I was see the Isolated Fudging technical here and found it interesting.
So far, I have done the problem in the post $$\sqrt{\frac{a}{b+c}} \ge \frac{ka^x}{a^x+b^x+c^x}$$ The equality case is $(0;t;t)$. If $a=0$, it's obvious.
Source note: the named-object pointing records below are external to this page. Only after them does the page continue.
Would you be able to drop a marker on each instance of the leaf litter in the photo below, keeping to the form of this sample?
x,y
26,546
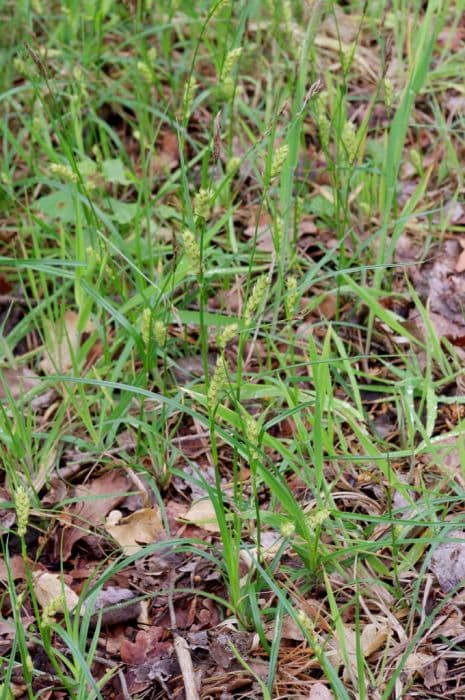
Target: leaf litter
x,y
103,499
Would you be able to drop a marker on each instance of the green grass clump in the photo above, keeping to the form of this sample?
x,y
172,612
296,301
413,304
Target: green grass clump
x,y
225,187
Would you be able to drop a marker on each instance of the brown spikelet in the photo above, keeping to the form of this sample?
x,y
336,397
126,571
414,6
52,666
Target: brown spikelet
x,y
314,89
388,47
217,137
37,60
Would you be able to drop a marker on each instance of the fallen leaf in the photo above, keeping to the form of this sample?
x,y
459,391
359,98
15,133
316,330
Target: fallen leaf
x,y
417,662
448,561
202,513
15,568
48,587
220,639
147,645
115,605
263,231
64,340
94,501
142,527
320,692
373,638
19,381
442,290
289,630
460,262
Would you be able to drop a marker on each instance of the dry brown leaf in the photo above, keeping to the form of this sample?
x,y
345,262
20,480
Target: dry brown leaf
x,y
64,343
263,230
320,692
202,513
142,527
94,501
460,262
373,638
19,381
289,630
116,606
15,568
417,663
48,587
448,561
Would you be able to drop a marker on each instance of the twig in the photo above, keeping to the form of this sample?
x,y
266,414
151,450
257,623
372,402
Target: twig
x,y
182,650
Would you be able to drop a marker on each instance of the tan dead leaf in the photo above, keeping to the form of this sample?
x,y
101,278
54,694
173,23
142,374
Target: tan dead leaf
x,y
460,262
64,340
373,638
448,561
289,630
48,587
320,692
15,568
142,527
263,230
202,513
93,502
417,663
18,381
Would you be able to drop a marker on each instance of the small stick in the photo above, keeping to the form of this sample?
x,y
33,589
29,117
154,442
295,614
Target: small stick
x,y
182,651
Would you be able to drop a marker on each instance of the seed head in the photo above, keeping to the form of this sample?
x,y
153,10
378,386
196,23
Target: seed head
x,y
227,335
230,61
64,172
145,326
23,508
291,296
160,333
217,382
279,158
51,609
202,202
189,94
349,139
252,432
388,92
287,529
318,517
192,250
233,164
256,298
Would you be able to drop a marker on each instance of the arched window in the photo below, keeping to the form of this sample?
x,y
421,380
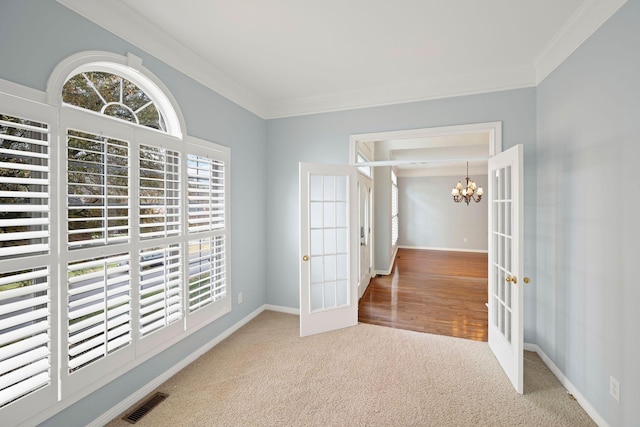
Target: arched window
x,y
113,95
115,231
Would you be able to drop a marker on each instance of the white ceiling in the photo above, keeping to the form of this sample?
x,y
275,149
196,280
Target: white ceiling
x,y
282,58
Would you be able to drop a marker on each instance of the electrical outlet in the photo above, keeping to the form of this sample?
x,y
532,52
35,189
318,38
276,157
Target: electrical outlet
x,y
614,388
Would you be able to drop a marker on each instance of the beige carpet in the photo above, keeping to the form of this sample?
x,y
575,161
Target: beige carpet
x,y
266,375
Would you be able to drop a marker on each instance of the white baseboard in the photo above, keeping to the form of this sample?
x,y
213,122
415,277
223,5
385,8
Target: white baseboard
x,y
155,383
482,251
388,271
282,309
588,408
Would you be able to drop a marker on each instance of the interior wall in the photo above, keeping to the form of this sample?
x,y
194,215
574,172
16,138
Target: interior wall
x,y
383,251
429,218
36,35
324,138
587,243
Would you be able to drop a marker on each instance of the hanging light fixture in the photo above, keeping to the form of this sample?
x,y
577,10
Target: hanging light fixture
x,y
471,191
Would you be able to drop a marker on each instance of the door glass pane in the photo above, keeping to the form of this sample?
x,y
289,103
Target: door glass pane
x,y
507,331
329,214
316,297
329,188
315,214
341,214
315,187
341,240
330,241
330,267
507,294
341,188
316,269
342,292
342,272
329,294
507,218
316,242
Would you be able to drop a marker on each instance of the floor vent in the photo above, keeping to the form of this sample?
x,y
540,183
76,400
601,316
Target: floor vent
x,y
144,408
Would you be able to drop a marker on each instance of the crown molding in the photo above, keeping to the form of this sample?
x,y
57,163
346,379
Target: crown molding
x,y
579,27
119,19
437,88
127,24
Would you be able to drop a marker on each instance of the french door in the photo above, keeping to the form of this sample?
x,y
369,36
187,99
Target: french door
x,y
506,296
328,247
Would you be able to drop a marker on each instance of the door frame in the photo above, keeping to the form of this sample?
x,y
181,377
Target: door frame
x,y
493,128
362,287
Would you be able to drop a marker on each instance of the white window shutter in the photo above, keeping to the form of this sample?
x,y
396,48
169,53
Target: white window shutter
x,y
98,308
98,190
206,199
25,327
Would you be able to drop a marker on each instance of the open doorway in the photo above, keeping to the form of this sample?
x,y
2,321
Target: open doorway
x,y
441,245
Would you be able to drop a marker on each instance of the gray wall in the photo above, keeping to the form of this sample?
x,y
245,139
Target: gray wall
x,y
587,242
35,36
429,218
324,138
383,252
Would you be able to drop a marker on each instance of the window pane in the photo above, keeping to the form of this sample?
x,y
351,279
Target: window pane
x,y
114,96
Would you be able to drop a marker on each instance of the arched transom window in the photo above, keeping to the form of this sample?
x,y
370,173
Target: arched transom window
x,y
115,96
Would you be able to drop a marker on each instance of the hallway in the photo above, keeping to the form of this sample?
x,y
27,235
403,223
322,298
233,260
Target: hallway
x,y
438,292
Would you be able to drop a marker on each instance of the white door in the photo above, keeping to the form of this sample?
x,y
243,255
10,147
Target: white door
x,y
328,247
364,192
506,296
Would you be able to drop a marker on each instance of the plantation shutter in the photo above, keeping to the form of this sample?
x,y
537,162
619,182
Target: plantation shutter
x,y
98,190
99,308
159,192
25,364
24,187
161,293
207,275
26,327
206,199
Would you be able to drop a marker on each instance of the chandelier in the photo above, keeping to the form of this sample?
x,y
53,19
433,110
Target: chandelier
x,y
471,191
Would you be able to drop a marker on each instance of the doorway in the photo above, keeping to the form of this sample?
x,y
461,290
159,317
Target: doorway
x,y
433,152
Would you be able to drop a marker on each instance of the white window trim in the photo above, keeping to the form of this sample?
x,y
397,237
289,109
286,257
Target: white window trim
x,y
122,65
22,99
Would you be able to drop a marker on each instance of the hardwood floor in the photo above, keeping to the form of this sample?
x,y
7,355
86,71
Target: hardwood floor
x,y
438,292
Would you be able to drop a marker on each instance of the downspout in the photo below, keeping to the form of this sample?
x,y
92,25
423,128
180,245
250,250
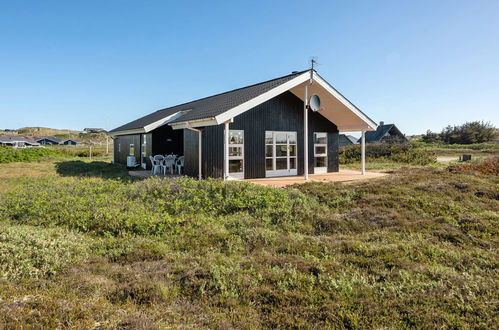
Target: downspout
x,y
200,148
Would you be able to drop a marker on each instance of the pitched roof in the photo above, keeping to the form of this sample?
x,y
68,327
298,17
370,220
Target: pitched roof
x,y
51,138
12,139
211,106
379,133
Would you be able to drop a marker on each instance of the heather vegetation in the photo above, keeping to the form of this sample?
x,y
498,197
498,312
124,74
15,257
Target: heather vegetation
x,y
415,249
388,152
475,132
13,155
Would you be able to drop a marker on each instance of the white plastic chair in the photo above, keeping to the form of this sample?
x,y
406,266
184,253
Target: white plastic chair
x,y
157,164
169,163
180,164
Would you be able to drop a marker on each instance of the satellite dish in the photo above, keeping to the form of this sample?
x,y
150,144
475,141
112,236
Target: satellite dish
x,y
315,102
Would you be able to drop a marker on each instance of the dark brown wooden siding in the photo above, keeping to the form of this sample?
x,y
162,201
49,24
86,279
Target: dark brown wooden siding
x,y
282,113
167,141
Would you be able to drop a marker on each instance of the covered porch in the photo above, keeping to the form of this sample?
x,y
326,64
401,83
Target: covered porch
x,y
343,175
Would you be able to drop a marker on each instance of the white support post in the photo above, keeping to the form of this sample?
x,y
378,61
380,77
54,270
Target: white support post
x,y
200,149
226,151
200,154
363,152
305,134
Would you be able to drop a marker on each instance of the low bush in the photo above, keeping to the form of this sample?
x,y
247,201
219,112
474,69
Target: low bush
x,y
148,207
399,153
33,252
488,166
12,155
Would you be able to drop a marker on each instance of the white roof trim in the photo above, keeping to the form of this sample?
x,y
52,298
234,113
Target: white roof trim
x,y
248,105
231,113
194,123
347,103
151,126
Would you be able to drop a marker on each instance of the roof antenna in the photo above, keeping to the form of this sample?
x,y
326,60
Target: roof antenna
x,y
313,62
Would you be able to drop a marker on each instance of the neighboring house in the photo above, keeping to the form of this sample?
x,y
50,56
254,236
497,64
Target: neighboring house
x,y
48,140
70,142
388,133
347,140
251,132
94,130
17,142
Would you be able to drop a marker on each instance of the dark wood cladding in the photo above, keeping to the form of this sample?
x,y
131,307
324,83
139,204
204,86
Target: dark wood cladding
x,y
282,113
122,148
166,140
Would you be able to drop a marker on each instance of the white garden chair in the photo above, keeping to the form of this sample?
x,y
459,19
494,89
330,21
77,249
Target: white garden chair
x,y
169,163
157,164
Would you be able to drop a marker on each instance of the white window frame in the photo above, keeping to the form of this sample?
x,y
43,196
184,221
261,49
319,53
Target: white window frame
x,y
284,172
236,175
320,170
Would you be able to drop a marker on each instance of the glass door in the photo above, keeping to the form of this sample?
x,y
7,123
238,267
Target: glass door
x,y
280,153
236,154
320,153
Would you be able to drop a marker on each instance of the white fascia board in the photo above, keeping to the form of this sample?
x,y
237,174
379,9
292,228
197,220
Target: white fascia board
x,y
371,124
355,128
163,121
223,117
126,132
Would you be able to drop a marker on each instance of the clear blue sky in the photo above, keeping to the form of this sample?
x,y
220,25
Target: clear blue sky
x,y
76,64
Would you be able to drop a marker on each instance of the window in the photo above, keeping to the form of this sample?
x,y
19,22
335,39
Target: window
x,y
236,153
320,152
280,153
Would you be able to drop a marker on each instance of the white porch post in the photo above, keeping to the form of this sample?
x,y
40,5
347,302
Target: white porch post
x,y
226,151
363,152
200,154
305,135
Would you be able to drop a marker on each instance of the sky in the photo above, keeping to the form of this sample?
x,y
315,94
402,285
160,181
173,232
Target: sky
x,y
75,64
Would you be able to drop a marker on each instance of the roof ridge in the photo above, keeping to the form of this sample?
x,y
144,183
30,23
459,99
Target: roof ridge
x,y
233,90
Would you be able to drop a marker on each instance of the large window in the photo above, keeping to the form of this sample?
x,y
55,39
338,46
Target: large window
x,y
236,154
280,153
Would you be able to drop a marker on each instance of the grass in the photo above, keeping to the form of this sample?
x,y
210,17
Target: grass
x,y
416,249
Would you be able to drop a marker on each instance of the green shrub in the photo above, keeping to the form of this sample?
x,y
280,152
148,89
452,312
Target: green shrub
x,y
399,153
149,207
33,252
11,155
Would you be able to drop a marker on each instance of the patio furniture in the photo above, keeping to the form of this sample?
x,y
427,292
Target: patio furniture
x,y
180,164
169,163
157,163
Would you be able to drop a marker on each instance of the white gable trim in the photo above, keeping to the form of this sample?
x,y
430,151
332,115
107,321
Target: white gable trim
x,y
370,124
248,105
151,126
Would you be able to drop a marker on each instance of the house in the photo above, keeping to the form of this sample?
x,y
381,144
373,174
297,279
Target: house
x,y
70,142
252,132
17,142
48,140
347,140
388,133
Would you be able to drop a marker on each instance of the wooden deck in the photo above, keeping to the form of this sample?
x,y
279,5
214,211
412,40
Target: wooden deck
x,y
341,176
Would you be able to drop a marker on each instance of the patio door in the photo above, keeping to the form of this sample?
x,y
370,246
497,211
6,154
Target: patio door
x,y
236,154
320,153
280,154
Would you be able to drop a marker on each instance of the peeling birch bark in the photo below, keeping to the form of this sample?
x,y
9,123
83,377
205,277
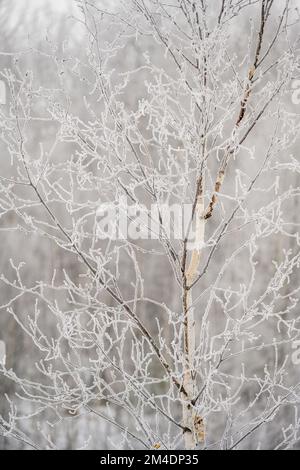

If $b=0$, set $a=c$ then we have $\fbox{$k=2$}$
To find $x$, set $b=0,c=1$ $$f(a)=\sqrt{a}-\frac{2a^x}{a^x+1}\ge 0$$ $$f'(a)=\frac{1}{2\sqrt{a}} -\frac{2xa^{x-1}(a^x+1)-2a^x\cdot xa^{x-1}}{(a^x+1)^2}$$ Let $f'(1)=0$ then $$\frac{1}{2}-\frac{4x-2x}{2}=0 \iff \fbox{$x=1$}$$ hence we get the key $$\sqrt{\frac{a}{b+c}}\ge \frac{2a}{a+b+c}$$ which can easily prove by AM GM. But is it always $\dfrac{a^x}{a^x+b^x+c^2x}$?
I find this $$\frac{(2a+b+c)\sqrt{a^2+bc}}{\sqrt{(b^2+ca)(c^2+ab)}} +\frac{(2b+c+a)\sqrt{b^2+ca}}{\sqrt{(c^2+ab)(a^2+bc)}}+\frac{(2c+a+b)\sqrt{c^2+ab}}{\sqrt{(a^2+bc)(b^2+ca)}}\ge 8$$ true for $a,b,c \ge 0$. Equality case $(0;t;t)$. Obviously, $\dfrac{a^x}{a^x+b^x+c^x}$ doesn't work for $a=0$, then I try $$\frac{(2a+b+c)\sqrt{a^2+bc}}{\sqrt{(b^2+ca)(c^2+ab)}} \ge \frac{k(b^x+c^x)}{a^x+b^x+c^x}$$ When I set $a=0, b=c$ then $k=2$. But if $b=0, a=c$ then $k=3$, so that I don't know how to choose.
Also, another estimate $$\frac{(2a+b+c)\sqrt{a^2+bc}}{\sqrt{(b^2+ca)(c^2+ab)}} \ge \frac{k((ab)^x+(ac)^x)+m(bc)^x}{(ab)^x+(bc)^x+(ca)^x}$$ choose $a=0,b=c$ we get $m=2$. Choose $a=c,b=0$ then we get $k=3$. To find $x$, set $b=0,c=1$ then we can't find $x$. Set $b=c=1$ $$f(a)=2\sqrt{a^2+1}-\frac{6a^x+2}{2a^x+1} \ge 0$$ $$f'(a)=\frac{1}{\sqrt{a^2+1}}+\frac{6xa^{x-1}(2a^x+1)-(6a^x+2)2xa^{x-1}}{(2a+1)^2} $$ Obviously, we have to set $f'(0)=0$ to find $x$, which is impossible.
Can anyone help me with this Isolated Fudging for equality case $(0;t;t)$ and further, two equality cases $(t;t;t)$ and $(0;t;t)$. Thanks a lot!